Toute construction de notre pensée ne crée pas ex nihilo et s'appuie sur nos sensations passées et donc sur notre mémoire. L'innovation, même en sciences, c'est de rapprocher des données en mémoire, que les autres personnes n'ont pas encore songé à rapprocher et c'est cela la créativité, cet art de mettre ensemble des choses qui ne le sont pas habituellement.
            La littérature n'échappe pas à ce phénomène.
            Bien sûr on peut rester très proche d'un modèle, d'une situation, voire d'autres récits existants, ce qui est le cas dans la parodie, le pastiche, la réécriture d'anciens succès dans un environnement différent (c'est très courant au cinéma).
            L'énoncé du sujet parle de "création littéraire", donc d'une œuvre qui ait une certaine originalité, qui fasse preuve d'imagination.
            En fait l'auteur va puiser en lui même et dans sa vie, dans les hommes qu'il connaît, dans les situations et environnements qu'il a traversés, ou qu'il a au minimum, rencontré dans sa documentation, ou dans ses études sur le tas.
            Son imagination va marier ainsi des situations et des personnes réelles différentes, qui ne se sont pas rencontrées réellement, mais il va évidemment broder sur les détails, partir de choses "possibles" pour en créer de nouvelles, qui leur ressemblent plus ou moins.
            Le problème de la créativité ce n'est pas d'innover tous azimuts, mais de créer à partir d'éléments différents proches de la réalité, un ensemble cohérent, qui ne soit pas invraisemblable, mais qui paraisse suffisamment différents de ce que nous connaissons.

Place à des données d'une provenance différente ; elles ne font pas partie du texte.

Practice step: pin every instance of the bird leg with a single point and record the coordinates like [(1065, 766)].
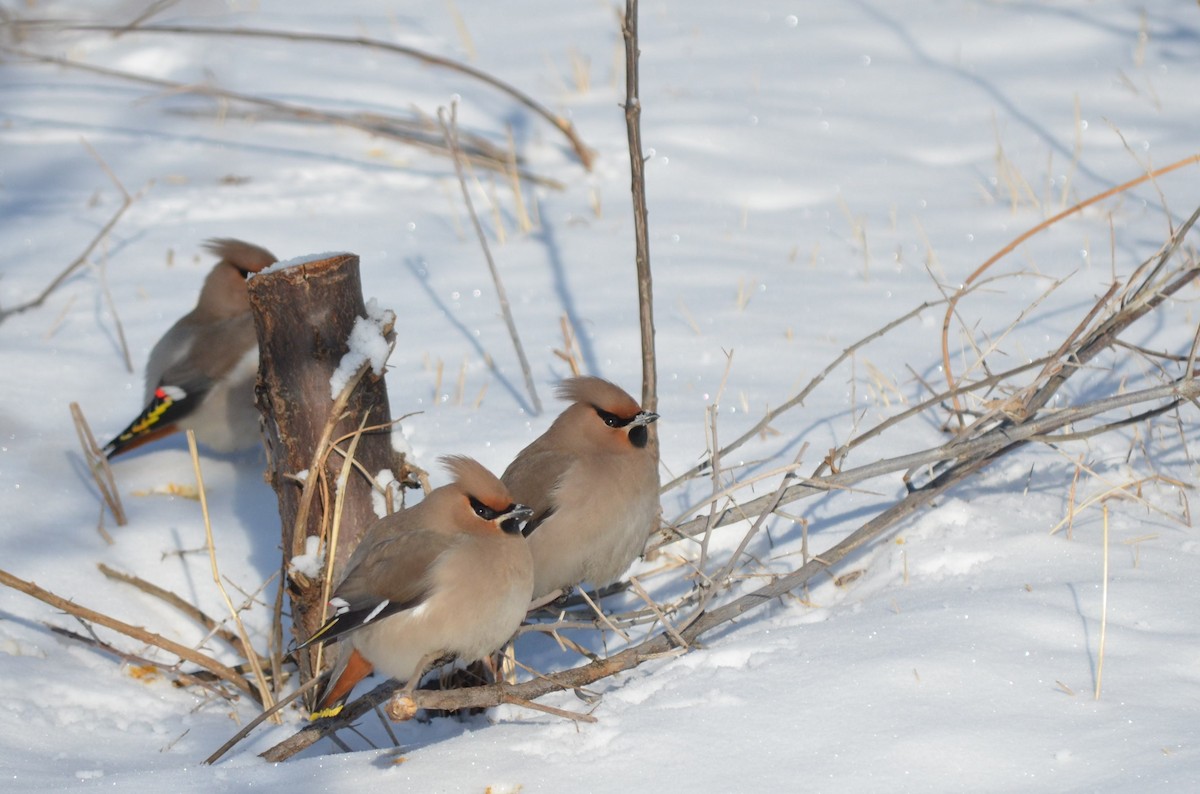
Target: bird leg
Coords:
[(401, 707)]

            Toutefois la meilleure créativité n'est rien si le romancier n'a pas le don de nous intéresser et dont une écriture de qualité.
 
            Le second sujet m'amuse, car je pense évidemment tout de suite aux médias et à la soif d'extraordinaire et de sensationnel des journalistes.

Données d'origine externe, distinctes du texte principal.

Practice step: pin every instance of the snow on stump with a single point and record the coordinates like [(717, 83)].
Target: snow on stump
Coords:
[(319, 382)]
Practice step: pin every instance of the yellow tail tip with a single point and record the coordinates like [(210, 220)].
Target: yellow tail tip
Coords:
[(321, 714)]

            Ce qui me gêne un peu dans l'énoncé c'est "le doit il nécessairement". Il me semble que le romancier a le choix; et il me semble qu'il manque un but poursuivi, une conséquence. Pourquoi cette orientation d'êtres extraordinaires : pour réussir et être lu ? pour sa propre satisfaction de créateur ? Etre conforme à des règles, des habitudes ?
            Evidemment le romancier qui écrit un roman de fiction, un conte, un roman d'aventure héroïque ne peut se contenter de personnages trop proches de la réalité quotidienne, et il se doit de créer des personnages imaginaires et sortant de l'ordinaire, qui soient ou deviennent des héros. L'Iliade, l'Odyssée, la chanson de Roland, les romans de chevalerie en ont montré le chemin.

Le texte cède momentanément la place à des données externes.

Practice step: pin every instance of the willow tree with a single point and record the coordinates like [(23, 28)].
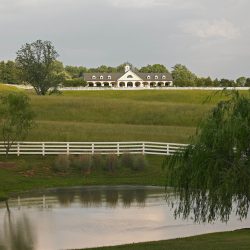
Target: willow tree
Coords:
[(211, 177), (38, 66), (16, 118)]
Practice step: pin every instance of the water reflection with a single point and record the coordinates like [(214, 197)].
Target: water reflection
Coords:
[(18, 233), (78, 218), (87, 197)]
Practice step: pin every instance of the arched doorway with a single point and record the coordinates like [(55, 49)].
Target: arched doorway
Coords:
[(152, 84), (137, 84), (122, 84)]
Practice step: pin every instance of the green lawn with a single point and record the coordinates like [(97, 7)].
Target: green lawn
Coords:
[(35, 172), (236, 240), (148, 115)]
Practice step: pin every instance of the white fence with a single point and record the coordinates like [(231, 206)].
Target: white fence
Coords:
[(135, 88), (71, 148)]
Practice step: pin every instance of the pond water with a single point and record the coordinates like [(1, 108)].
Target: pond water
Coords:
[(95, 216)]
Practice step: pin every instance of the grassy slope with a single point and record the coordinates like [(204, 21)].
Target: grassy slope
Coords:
[(34, 172), (236, 240), (119, 115)]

            Le personnage n'est pas forcément un héros au qualités ou dons extraordinaires, mais le personnage doit être suffisamment original par certains aspects, ne serait ce que psychologiques, en bien ou en mal.
            Mais tous les romans ne sont pas de ce type, et la plupart se passent dans notre monde, dans la réalité, et donc même s'il s'agit d'un héros, il doit se trouver dans un milieu qui ait une relation avec celui que nous connaissons.
            En fait si le personnage n'est pas en accord avec l'environnement, avec un minimum de réalité, il va nous apparaître comme décalé, comme invraisemblable. Le romancier doit adapter ses personnages aux situations et au décor dans lesquels il les place.
            Certains romans ont connu du succès tout en étant des romans autobiographiques, et donc sans vraiment souci de recherche de l'extraordinaire.
            Dans beaucoup de romans, il n'y a pas vraiment un héros, mais un ensemble de personnages, qui peuvent avoir des caractéristiques très différentes. La description d'un milieu, d'une société, d'une profession, qui nous plonge vraiment dans un environnement donné, peut impliquer des personnages très différents, sans véritable "héros" et être cependant passionnant.
            Je crois que pour qu'un roman nous intéresse ou nous touche, il faut qu'il nous implique suffisamment, qu'il nous fasse nous identifier, sinon à un personnage, au moins à l'histoire, aux lieux ou aux sentiments et émotions, que nous ne soyons pas uniquement spectateurs, mais un peu participants.
            
            Finalement quelque soit le caractère des personnages, un roman ne nous passionnera que si le sujet est intéressant et s'il est bien écrit. Le talent du romancier fait plus à mon avis que ses personnages.